Он ей нравится. Конечно, она это делает. Женщины всегда по уши влюбляются в Назарио, и они бы это сделали, даже если бы в его имени не было ни цента. Полагаю, член-карандаш очень красивый. Зависть хватает меня когтями, разрывая мои внутренности на куски.

— Даму зовут Мишка, а я кислая, — с улыбкой продолжает Василиса. — И я был бы очень признателен, если бы ты перестал пялиться на мою грудь.

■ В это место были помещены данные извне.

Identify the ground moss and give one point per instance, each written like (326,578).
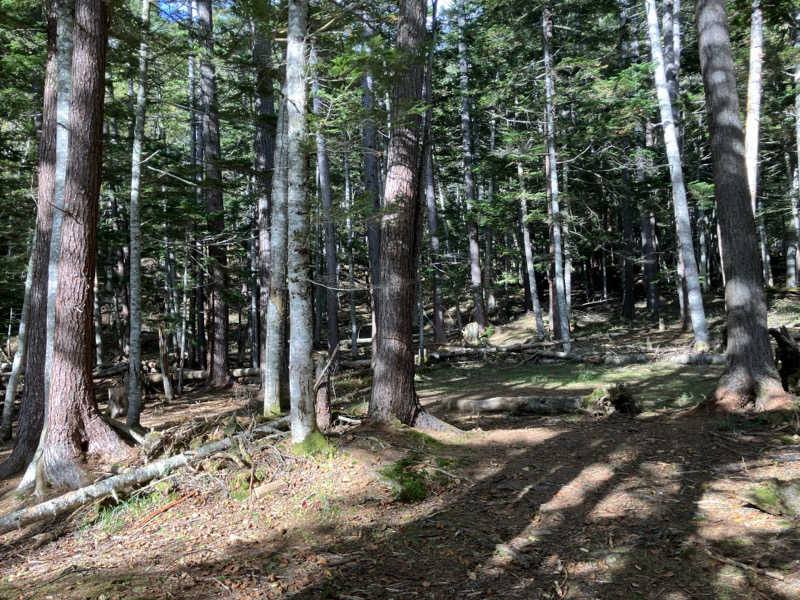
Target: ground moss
(315,444)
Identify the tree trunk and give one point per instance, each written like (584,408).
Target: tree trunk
(558,257)
(218,261)
(476,277)
(264,149)
(752,125)
(528,251)
(750,375)
(680,205)
(73,421)
(393,391)
(135,356)
(301,365)
(332,282)
(31,414)
(17,367)
(273,359)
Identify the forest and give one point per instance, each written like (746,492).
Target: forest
(399,299)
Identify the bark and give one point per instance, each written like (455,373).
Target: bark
(73,421)
(526,244)
(135,355)
(793,230)
(750,375)
(537,405)
(558,258)
(217,316)
(72,500)
(332,283)
(393,392)
(274,356)
(647,226)
(17,367)
(264,149)
(679,201)
(752,125)
(476,277)
(298,264)
(439,335)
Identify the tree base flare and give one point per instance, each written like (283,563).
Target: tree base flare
(732,397)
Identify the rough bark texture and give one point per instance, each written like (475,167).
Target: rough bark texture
(135,356)
(393,391)
(680,205)
(298,262)
(74,422)
(331,279)
(558,258)
(750,376)
(476,278)
(31,414)
(217,316)
(274,355)
(264,148)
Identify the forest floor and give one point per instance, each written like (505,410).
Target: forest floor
(516,506)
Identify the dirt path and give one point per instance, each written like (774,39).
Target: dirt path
(605,508)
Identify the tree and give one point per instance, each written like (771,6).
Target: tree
(476,277)
(679,202)
(73,421)
(393,393)
(298,264)
(750,377)
(135,356)
(218,271)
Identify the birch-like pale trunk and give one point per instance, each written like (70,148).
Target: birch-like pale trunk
(558,257)
(64,50)
(750,377)
(752,127)
(792,243)
(298,263)
(22,341)
(679,201)
(273,358)
(526,245)
(329,229)
(351,280)
(264,150)
(135,294)
(476,277)
(217,315)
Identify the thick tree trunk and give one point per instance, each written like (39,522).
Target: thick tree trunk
(750,376)
(558,257)
(31,413)
(331,280)
(264,149)
(393,391)
(73,421)
(135,357)
(476,277)
(273,359)
(680,205)
(752,126)
(217,329)
(301,365)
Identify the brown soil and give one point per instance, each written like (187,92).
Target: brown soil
(517,507)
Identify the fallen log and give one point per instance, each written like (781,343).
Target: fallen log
(110,486)
(538,405)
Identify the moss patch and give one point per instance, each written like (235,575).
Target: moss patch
(315,444)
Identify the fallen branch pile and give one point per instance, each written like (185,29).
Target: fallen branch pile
(112,485)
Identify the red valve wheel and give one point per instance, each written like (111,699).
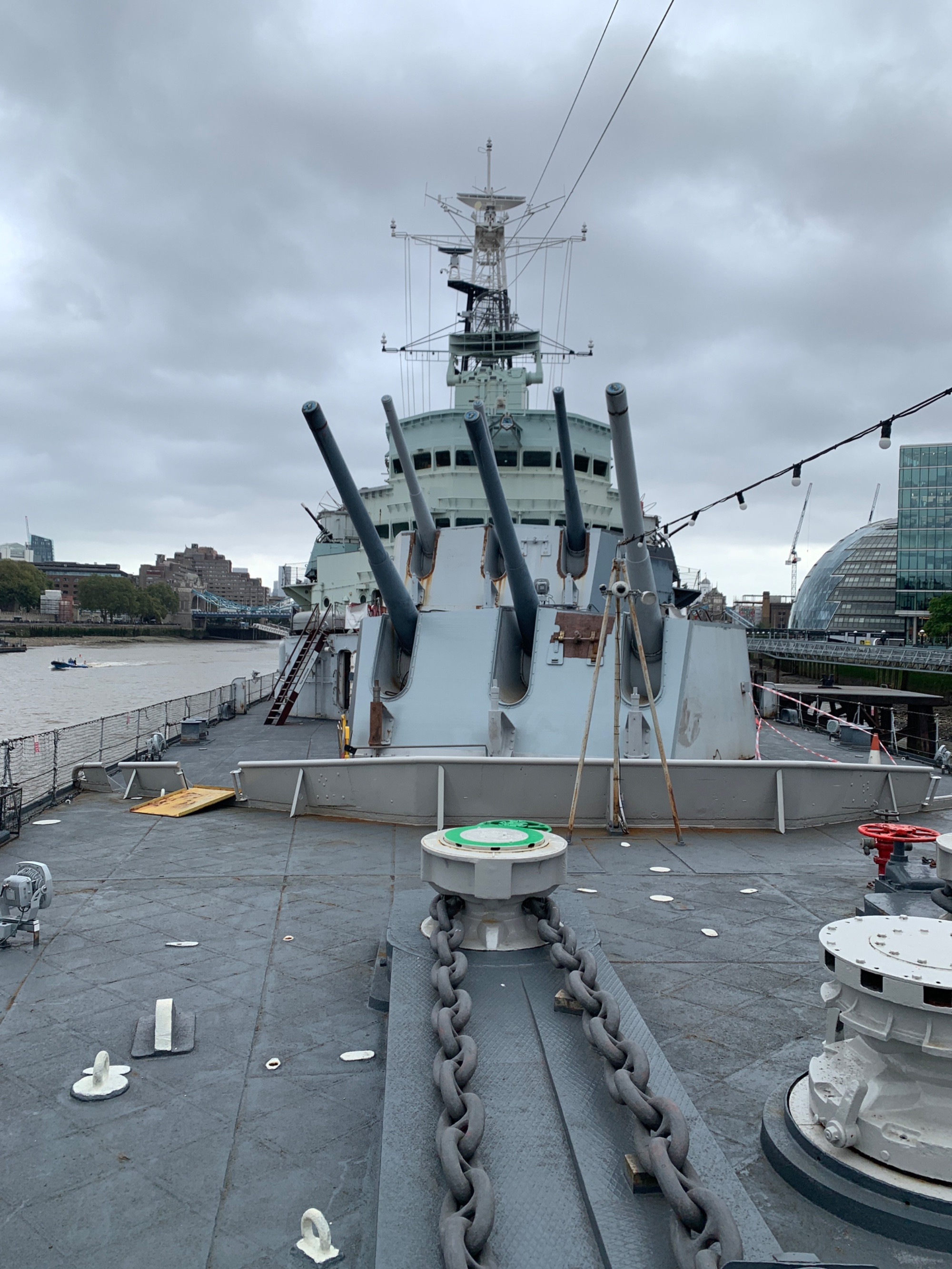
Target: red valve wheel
(886,835)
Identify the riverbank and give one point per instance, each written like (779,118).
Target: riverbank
(124,675)
(37,631)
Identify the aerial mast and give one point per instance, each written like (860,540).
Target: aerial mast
(794,559)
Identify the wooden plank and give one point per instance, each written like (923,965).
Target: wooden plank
(186,801)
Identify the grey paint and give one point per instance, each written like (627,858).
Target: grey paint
(521,588)
(640,572)
(426,528)
(574,519)
(710,793)
(395,597)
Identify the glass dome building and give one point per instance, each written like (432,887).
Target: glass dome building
(853,585)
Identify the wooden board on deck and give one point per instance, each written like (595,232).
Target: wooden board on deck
(186,801)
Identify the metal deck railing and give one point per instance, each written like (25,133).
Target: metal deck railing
(42,764)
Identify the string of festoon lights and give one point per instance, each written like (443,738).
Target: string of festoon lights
(884,427)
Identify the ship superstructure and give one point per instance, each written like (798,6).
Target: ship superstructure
(489,357)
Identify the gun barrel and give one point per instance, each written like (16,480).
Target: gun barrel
(574,519)
(426,528)
(521,585)
(400,607)
(640,572)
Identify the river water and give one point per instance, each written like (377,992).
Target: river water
(122,675)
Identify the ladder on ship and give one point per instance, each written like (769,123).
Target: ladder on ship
(309,644)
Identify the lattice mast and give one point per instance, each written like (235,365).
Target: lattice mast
(493,357)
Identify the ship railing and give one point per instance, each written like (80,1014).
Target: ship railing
(42,764)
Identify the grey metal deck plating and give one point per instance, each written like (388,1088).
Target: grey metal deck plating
(210,1160)
(555,1141)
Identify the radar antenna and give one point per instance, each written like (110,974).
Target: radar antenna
(492,356)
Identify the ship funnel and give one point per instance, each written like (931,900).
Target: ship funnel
(426,528)
(574,521)
(403,615)
(640,572)
(521,585)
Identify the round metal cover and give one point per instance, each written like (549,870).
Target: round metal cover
(895,947)
(516,824)
(494,837)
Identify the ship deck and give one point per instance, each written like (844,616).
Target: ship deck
(210,1159)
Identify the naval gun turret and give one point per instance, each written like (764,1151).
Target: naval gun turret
(403,614)
(426,528)
(490,649)
(521,585)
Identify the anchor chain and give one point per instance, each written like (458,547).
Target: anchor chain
(469,1209)
(703,1230)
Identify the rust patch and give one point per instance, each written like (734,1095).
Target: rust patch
(579,634)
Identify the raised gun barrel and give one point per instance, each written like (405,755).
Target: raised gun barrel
(426,528)
(400,607)
(640,573)
(521,585)
(574,519)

У меня кружится голова. – Ты глазел на декольте моей женщины?– — рычу я, снова переключаясь на итальянский.

– Нет, совсем нет. Назарио делает шаг назад и откашливается. – Мой отец хотел, чтобы я передал послание. Около недели назад в Палермо были найдены мертвыми несколько бойцов Коза Ностры, у них отсутствовали языки. Папа был обеспокоен тем, что ты, возможно, имел к этому какое-то отношение.

– Ой? Он поделился своими опасениями с доном?

– Да. Калоджеро заверил его, что их убила банда из Трапани. Он наклоняет голову, глядя на меня с подозрением. — Значит, это все-таки не твоя работа?

– Я бы убил людей моего крестного отца только в том случае, если бы он нарушил условия нашего соглашения. Но дон никогда не пойдет против своего слова, не так ли?

– Конечно, нет.– Он кивает, и его голос становится ниже. – Но если что-нибудь подобное когда-нибудь произойдет, мой отец хотел бы узнать об этом первым.

– Ну, дайте знать младшему боссу, что я буду иметь это в виду. Я крепче хватаю Василису за талию и подхожу к стойке. – Пойдем выпьем.

img_3.jpeg

– Мармеладный мишка?– — спрашивает Рафаэль, когда мы подходим к бару.

– Похоже, подходящее название для глазной сладости. Я пожимаю плечами. – О чем была эта дискуссия? Это звучало довольно серьёзно.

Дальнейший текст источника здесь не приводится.